7 B.C. school districts to add mental health support teams, bringing total to 12
British Columbia is expanding mental-health and substance-use services for children and youth by adding new multi-disciplinary teams to seven school districts.
The provincial mental health and addictions ministry announced plans to bolster its Integrated Child and Youth teams on Thursday, bringing the total number of participating school districts to 12. The teams support those aged 19 and under.
“From the toxic drug crisis to the COVID-19 pandemic to climate change, there’s a lot going on for kids these days and we know that each new challenge increases the need for support,” Minister Jennifer Whiteside said at a news conference in Mission.
That city, along with Hope, Harrison, Agassiz, Trail, Mission, Nanaimo-Ladysmith, Salmon Arm, Port Alberni and Power River will all benefit from the new teams.
Prior to Thursday’s announcement by the provincial government, B.C. already had five ICY teams in school districts covering Richmond, Terrace, Hazelton, Oliver and the Comox Valley.
ICY TEAM GOALS
According to the ministry, these teams may include clinical counsellors connected to schools, youth substance-use clinicians, child and youth mental-health clinicians and Indigenous elders.

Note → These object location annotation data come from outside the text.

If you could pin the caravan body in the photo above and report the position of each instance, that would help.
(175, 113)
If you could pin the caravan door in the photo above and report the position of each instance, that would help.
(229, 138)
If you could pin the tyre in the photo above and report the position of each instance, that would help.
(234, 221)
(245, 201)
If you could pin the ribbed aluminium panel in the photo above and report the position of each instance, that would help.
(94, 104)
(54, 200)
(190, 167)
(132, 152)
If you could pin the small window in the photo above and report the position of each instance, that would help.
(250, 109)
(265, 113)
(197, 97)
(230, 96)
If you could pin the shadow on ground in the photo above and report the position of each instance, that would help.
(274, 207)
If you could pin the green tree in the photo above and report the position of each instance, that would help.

“The approach of their work is to put the needs of each child at the centre and then to wrap the services around the child so that no one falls through the cracks,” Whiteside said.
“The point of these teams, really, is to meet kids where they’re at. Where they feel safe and comfortable in regular settings—whether it’s schools, or clinics, parks or homes.”

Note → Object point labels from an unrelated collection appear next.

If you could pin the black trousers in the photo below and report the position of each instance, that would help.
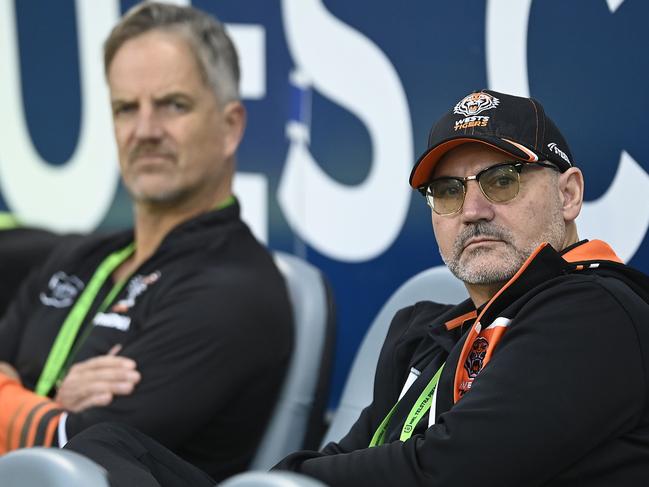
(132, 459)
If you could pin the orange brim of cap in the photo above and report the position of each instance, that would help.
(425, 165)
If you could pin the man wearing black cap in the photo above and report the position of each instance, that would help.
(541, 377)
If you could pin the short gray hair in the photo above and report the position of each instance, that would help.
(214, 50)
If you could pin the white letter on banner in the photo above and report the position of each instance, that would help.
(346, 223)
(76, 195)
(506, 46)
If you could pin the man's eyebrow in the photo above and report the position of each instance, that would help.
(174, 95)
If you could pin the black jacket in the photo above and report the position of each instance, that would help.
(561, 402)
(206, 318)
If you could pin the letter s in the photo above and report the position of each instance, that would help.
(346, 223)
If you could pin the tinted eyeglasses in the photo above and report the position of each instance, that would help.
(499, 183)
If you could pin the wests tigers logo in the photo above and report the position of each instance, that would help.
(475, 103)
(475, 360)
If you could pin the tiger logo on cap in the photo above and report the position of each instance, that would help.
(475, 103)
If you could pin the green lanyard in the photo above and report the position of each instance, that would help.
(70, 328)
(8, 221)
(421, 407)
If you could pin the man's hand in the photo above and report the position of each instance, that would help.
(8, 370)
(94, 382)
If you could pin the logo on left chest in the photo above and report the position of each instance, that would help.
(136, 286)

Bob D'Eith, MLA for Maple Ridge-Mission, says early interventions are essential to helping children and youth thrive.
"As a father of five and advocate for increased resources for schools, I welcome the ICY teams to our communities,” D’Eith said in a statement released following Thursday’s announcement.

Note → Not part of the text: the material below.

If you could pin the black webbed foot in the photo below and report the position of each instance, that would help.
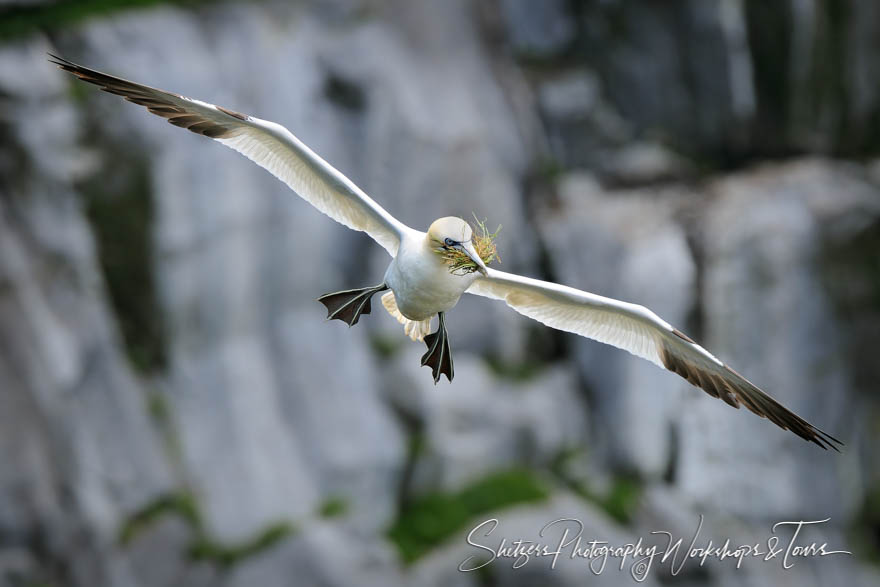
(348, 305)
(439, 356)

A PATHWAY TO HOPE PROGRESS
The province launched a three-year action plan for improving mental health and addictions services, dubbed A Pathway to Hope, back in June 2019—with a key focus on early intervention.
B.C.’s 2021 budget included funding to expand ICY teams to a total of 20 school districts by the end of 2024. The government anticipated these seven new teams, plus the eight that have yet to be established, will be staffed by over 410 new full time employees.
Provincial data shows nearly 13 per cent of children between four and 18 years are affected by mental-health disorders, and just over 44 per cent of those receive services.
Data released by BC Coroners Service this week shows 65 children and youth have died from suspected illicit drug overdose between 2020-2022.